Um filme é uma porta aberta para um outro mundo. Ou deveria ser. Na esmagadora maioria dos casos, um filme é uma porta aberta para um território que já visitámos, para um lugar-comum, é um déjà vu, um plágio, em suma.
Está errada a ideia de que um argumentista é um criador. Não é. Ocupa na actualidade o lugar que os monges copistas ocupavam na Idade Média. Ei-los ali, pachorrentos, alinhados num claustro, a copiarem pacientemente o modelo que lhes foi facultado, com melhor ou pior letra, consoante a habilidade de cada um (quase sempre escassa — são pouco mais do que ignorantes, iluminados apenas por uma vela, ou uma tocha).
Talvez os argumentistas, inspirados um dia pela obra, seja ela qual for, tenham achado que era sua função propagá-la, como os seus ancestrais faziam com a Bíblia. Não se trata, afinal, de conceber produtos originais, de trazer novidade ao mundo, estimular a imaginação dos clientes dos clubes de vídeo, ou dos assinantes da TV Cabo, do Meo. Trata-se de proselitismo. A obra revelou-se aos argumentistas e eles querem que nos convertamos a ela. À força.
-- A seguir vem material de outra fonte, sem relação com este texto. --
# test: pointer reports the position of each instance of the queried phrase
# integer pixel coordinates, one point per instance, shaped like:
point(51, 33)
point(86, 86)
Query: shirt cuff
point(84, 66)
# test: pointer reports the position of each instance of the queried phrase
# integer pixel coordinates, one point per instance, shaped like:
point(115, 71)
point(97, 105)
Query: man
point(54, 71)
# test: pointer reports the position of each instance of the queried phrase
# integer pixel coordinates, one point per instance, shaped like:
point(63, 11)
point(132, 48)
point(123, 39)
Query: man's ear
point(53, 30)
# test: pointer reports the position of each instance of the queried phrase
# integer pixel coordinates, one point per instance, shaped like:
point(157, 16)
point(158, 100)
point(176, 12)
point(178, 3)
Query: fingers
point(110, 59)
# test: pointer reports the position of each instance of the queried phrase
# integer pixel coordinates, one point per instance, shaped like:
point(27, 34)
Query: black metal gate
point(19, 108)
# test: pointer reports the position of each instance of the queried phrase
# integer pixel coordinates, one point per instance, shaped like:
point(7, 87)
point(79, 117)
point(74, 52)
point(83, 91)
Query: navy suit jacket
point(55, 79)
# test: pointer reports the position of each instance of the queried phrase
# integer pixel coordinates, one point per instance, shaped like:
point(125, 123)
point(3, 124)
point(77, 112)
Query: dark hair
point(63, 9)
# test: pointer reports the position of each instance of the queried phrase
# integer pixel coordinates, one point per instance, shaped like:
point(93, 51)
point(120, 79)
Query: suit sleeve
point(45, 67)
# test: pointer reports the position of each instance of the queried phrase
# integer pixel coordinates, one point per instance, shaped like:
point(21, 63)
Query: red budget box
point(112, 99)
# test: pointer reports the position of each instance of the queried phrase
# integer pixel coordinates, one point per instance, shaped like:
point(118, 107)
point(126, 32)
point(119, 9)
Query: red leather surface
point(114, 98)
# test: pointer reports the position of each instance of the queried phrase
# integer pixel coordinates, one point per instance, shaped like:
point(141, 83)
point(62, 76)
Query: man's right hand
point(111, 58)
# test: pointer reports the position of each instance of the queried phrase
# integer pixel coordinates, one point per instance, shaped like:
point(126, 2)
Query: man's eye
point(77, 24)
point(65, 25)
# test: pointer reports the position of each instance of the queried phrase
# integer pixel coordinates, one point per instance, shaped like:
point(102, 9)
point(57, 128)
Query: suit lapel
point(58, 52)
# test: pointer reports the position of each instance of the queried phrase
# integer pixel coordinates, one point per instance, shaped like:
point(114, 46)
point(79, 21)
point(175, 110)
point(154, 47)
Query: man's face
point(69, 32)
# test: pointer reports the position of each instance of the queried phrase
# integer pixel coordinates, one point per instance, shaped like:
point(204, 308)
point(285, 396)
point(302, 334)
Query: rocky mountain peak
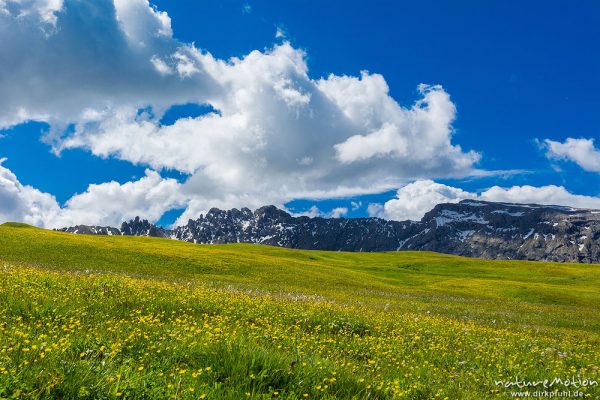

Ou talvez não seja nada disto. Talvez as companhias cinematográficas tenham feito estudos de mercado. Avaliado as capacidades mentais do espectador médio, do cidadão médio, bitola por que o mundo se rege — e se dana. Como pode comprovar qualquer pessoa que já tenha ido a um cinema popular, o espectador médio perante um filme novo, com argumento original, perde-se, não consegue seguir a história, aborrece-se, fica como um boi a olhar para um palácio. O boi quer erva igual e abundante, um pasto a perder de vista com milhões de pezinhos de erva replicando-se exactamente uns aos outros. Porque haveria o espectador médio de ser diferente? Porque haveria de desejar mais do que a enésima repetição do mesmo argumento?
Daí que as novas gerações de argumentistas já não frequentem cursos de escrita criativa. Vestem hábitos de serapilheira e passam temporadas em mosteiros a aprimorar as iluminuras.